Thankfully, we have requested an airport employee to push the wheelchair. We are quite the entourage going through security. Our man from Ethiopia has to take Katherine a different way to be bodily searched in case she’s carrying explosives. James starts screaming like we’re in a concentration camp: kids this way, parents that way. Grace and I are stripping down, getting laptops and Ipads into their own separate bins, putting the plastic Ziploc with eyedrops on top of our purses. We are fast. We are frequent flyers. We know the drill. In spite of this, the man behind me is shoving my bins over so that he crushes my fingers between them. I pause and give him a look. He is undeterred. I am forced back into the frenzy as the security agent tells me I have to take off James’ sandals and fold up his stroller. Hmmm…you have to kick the hard metal lever a certain way to get it to fold up. I’ve already taken off my shoes. Everyone behind me is groaning and complaining as I bruise my foot trying to get the darn thing closed so that it can go on the conveyor belt. James loses it completely when I take his sandals off. I have to carry him sobbing through the metal detector. The crazy mean man behind me is even less generous on the other side. He’s messing with my bins again. I feel my heart rate elevating rapidly. I want to scream at him: “Can’t you see that I’m traveling with a two-year-old and a handicapped person, you idiot?? Give me a break!”

And with that angry thought comes a wave of sickening realization.

Oh. Dear. God.

My child is handicapped.

This acknowledgement, this ugly epiphany, this ripping away of the scabs of denial… leaves me physically weak with emotion. I feel as if someone has kicked me hard in the gut.

I try to gather myself together as I gather up our strewn belongings from the bins.

Studiously ignoring the stares of fellow travelers, I follow the entourage to the handicapped elevator.

Where we wait, as a rushing stream of humanity flows down the escalator beside us.


(To be continued…)

6 comments:

Cheri said...

I know.

from my front porch... said...

Funny how "Humanity" shows itself at the worst times, isn't it?!

misha

wannabeabelle said...

In the past I never used this word, did not let my children use it...thought very poorly of those who did use it. However in the past few years, I have found there are times when nothing makes quite the same statement REALITY SUCKS!

Lisa said...

Your vivid writing makes me feel as though I were there with you sharing the experience.

I'm looking forward to the next installment for the rest of the story.

Kim said...

Couldn't agree more with the flying fiasco routine. People are so single-minded and lacking in human kindness these days.
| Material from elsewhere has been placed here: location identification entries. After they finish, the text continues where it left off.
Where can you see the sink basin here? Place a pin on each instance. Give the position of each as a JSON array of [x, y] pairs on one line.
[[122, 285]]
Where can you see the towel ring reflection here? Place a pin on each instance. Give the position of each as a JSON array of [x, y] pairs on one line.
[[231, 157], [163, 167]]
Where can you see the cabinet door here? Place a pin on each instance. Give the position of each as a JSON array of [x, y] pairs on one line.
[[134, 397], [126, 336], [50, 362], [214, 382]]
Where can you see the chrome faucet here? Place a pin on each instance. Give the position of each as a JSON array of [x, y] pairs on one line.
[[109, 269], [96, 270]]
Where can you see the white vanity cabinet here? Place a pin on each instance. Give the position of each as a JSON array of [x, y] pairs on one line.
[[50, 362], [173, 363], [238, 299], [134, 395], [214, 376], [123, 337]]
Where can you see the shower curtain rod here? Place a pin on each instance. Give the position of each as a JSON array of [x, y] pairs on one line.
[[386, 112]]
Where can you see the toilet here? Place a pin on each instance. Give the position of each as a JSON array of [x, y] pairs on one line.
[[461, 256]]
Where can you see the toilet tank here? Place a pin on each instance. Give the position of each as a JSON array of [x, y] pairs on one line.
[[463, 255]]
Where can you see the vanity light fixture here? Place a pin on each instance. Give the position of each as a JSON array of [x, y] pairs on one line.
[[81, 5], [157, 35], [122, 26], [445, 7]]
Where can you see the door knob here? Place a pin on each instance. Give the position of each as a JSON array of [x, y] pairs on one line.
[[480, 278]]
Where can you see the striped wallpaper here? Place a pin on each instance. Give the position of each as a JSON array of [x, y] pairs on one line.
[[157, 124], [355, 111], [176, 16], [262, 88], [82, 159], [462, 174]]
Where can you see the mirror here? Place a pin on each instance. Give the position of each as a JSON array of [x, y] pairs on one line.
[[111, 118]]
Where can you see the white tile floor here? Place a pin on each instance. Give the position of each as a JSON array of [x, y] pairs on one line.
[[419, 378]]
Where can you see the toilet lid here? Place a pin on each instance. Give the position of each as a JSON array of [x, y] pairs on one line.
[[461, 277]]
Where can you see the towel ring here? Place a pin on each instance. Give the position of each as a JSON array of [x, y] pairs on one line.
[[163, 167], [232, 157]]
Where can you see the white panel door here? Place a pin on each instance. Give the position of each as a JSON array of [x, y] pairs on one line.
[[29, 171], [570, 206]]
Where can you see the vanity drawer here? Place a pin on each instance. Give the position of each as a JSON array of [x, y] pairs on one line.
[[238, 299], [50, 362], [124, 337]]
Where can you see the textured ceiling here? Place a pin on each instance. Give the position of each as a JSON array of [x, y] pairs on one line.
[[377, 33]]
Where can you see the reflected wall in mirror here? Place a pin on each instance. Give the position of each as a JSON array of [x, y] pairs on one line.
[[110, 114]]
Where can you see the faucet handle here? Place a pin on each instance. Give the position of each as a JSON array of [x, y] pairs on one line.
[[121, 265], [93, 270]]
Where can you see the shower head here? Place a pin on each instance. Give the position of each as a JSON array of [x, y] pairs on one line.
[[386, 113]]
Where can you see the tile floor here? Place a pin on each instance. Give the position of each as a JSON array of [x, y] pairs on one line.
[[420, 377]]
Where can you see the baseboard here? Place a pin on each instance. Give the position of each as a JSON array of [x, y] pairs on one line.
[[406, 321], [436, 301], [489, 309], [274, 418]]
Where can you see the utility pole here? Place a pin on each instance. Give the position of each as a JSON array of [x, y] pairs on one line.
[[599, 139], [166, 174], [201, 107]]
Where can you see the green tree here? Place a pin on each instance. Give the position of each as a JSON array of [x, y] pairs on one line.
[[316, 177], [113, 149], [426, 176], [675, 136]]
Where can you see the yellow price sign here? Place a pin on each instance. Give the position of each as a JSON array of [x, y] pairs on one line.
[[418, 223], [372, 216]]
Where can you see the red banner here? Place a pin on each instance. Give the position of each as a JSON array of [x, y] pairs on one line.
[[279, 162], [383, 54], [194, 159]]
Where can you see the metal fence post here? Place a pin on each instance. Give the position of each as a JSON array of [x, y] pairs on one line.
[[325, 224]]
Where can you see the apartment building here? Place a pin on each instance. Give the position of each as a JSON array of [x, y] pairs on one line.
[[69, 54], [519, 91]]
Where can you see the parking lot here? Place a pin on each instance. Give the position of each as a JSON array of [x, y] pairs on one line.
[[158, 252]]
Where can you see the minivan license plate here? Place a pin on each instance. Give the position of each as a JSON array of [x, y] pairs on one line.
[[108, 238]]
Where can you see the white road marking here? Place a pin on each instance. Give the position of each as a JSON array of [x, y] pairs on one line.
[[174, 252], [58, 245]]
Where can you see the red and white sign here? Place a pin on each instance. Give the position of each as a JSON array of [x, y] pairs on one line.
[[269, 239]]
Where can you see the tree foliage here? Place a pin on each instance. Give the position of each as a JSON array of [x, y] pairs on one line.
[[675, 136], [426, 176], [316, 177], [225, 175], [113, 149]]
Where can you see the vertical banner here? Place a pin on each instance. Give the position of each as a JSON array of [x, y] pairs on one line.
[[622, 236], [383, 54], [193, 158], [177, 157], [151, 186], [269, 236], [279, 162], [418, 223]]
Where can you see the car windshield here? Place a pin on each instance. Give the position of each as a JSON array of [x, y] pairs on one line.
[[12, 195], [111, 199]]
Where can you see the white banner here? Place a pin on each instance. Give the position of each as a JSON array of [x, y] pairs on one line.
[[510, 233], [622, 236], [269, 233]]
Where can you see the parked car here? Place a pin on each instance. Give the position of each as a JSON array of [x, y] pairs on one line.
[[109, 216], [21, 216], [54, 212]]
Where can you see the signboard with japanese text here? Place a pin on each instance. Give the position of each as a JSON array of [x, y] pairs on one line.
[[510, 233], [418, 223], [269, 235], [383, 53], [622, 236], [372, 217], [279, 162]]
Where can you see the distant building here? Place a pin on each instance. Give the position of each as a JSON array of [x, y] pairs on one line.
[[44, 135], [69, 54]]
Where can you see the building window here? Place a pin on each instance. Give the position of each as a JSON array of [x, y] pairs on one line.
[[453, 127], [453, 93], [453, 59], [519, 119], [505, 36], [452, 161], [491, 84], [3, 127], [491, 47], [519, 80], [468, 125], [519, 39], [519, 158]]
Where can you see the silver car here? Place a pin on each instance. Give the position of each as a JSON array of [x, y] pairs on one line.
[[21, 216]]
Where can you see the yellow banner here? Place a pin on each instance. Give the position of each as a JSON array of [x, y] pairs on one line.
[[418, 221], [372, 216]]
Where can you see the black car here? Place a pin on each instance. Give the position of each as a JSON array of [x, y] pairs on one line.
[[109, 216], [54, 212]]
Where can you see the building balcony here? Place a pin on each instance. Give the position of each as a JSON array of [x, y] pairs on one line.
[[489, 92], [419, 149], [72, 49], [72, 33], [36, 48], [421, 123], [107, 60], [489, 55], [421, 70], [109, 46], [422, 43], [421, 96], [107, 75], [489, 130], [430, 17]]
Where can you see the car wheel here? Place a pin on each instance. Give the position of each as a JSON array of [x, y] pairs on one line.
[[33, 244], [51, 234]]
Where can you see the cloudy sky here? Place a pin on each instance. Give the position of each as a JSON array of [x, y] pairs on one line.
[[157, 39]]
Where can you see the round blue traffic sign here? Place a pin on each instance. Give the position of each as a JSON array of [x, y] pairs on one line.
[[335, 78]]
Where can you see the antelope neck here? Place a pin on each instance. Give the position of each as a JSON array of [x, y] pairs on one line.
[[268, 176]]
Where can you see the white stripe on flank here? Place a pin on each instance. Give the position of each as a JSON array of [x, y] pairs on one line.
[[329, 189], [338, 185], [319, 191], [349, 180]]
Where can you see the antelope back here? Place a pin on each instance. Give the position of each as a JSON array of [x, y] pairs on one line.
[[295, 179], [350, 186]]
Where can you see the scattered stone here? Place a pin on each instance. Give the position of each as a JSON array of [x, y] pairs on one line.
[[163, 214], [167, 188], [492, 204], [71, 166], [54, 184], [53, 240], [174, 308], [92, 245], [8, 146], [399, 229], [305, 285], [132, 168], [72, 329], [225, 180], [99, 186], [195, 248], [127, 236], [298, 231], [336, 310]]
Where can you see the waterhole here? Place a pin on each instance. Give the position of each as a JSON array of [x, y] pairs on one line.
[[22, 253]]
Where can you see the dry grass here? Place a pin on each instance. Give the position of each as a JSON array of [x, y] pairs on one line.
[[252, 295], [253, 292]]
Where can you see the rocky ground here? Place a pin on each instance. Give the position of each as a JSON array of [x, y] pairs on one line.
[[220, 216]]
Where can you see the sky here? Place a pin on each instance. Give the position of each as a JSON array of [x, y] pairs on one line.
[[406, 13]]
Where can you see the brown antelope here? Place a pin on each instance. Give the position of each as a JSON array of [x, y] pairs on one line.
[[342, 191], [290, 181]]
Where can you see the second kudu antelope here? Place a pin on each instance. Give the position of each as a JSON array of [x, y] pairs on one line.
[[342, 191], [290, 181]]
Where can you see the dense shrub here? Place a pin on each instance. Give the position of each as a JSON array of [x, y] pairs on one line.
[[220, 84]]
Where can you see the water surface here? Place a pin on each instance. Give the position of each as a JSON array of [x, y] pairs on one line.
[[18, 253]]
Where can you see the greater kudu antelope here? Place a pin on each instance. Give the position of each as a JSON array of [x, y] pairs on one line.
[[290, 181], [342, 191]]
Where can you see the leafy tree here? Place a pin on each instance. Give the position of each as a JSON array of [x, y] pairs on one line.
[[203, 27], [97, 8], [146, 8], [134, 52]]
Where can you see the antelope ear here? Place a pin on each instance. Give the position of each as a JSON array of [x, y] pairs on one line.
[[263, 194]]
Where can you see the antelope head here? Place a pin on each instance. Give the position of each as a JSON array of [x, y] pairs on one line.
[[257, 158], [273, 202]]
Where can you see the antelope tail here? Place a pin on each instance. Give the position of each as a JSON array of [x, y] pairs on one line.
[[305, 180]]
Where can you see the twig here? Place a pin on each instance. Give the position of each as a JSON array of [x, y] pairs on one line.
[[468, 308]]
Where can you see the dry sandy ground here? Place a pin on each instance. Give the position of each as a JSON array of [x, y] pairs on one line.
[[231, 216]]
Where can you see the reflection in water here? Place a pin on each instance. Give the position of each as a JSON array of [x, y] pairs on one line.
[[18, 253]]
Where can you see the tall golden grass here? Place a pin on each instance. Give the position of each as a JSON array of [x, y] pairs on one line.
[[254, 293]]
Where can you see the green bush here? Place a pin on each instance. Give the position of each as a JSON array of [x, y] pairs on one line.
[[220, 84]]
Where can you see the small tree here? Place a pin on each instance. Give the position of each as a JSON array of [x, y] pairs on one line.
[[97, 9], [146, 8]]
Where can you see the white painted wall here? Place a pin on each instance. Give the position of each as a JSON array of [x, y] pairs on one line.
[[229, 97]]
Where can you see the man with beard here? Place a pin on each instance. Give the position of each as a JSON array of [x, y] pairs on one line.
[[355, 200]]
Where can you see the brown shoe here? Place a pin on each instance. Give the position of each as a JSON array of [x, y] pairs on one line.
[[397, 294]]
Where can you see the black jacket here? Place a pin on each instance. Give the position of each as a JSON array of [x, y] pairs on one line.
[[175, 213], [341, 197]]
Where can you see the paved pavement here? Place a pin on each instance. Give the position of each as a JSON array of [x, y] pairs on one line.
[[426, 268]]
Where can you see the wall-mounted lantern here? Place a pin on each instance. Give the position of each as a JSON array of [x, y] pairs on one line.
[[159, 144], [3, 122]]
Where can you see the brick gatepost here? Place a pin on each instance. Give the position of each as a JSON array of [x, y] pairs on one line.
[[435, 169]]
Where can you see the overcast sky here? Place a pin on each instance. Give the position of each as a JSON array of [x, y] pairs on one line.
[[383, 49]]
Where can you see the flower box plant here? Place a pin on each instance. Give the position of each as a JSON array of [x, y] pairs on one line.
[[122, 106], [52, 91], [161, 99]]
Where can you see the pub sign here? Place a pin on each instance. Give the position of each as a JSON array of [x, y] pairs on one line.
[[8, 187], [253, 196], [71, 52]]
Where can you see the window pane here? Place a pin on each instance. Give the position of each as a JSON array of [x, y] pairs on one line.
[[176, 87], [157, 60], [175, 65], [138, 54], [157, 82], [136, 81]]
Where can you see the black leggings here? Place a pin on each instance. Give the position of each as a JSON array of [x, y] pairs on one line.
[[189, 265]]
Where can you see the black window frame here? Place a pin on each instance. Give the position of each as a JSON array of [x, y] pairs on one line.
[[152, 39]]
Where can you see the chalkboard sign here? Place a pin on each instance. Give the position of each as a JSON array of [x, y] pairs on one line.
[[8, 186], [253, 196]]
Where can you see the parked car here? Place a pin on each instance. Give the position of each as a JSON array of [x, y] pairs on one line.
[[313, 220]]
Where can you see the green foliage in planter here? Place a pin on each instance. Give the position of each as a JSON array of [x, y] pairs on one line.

Thank you for sharing your world with us; it is real and very influential on many.

Anonymous said...

Traveling in a wheelchair with a two year old in tow is no easy task. I have done it. I know. I hate that you had to have this experience. BUT, "handicappedness" (is that a word??)does have its privileges sometimes, like getting to board Southwest airlines first, before anyone and getting to go to the front of the line in the Magic Kingdom at Disney World. And occasionally, the kindness of strangers rears its beautiful face. And a two year old grows up to be a very good traveler at a still young age, who assists her mother when flying without dad. Even expertly pushing her mom through the airport. Sadly, both my girls have had to grow up too quickly, in order to help me, but they have learned to be sweet, compassionate and kind to all, unlike that grumpy businessman.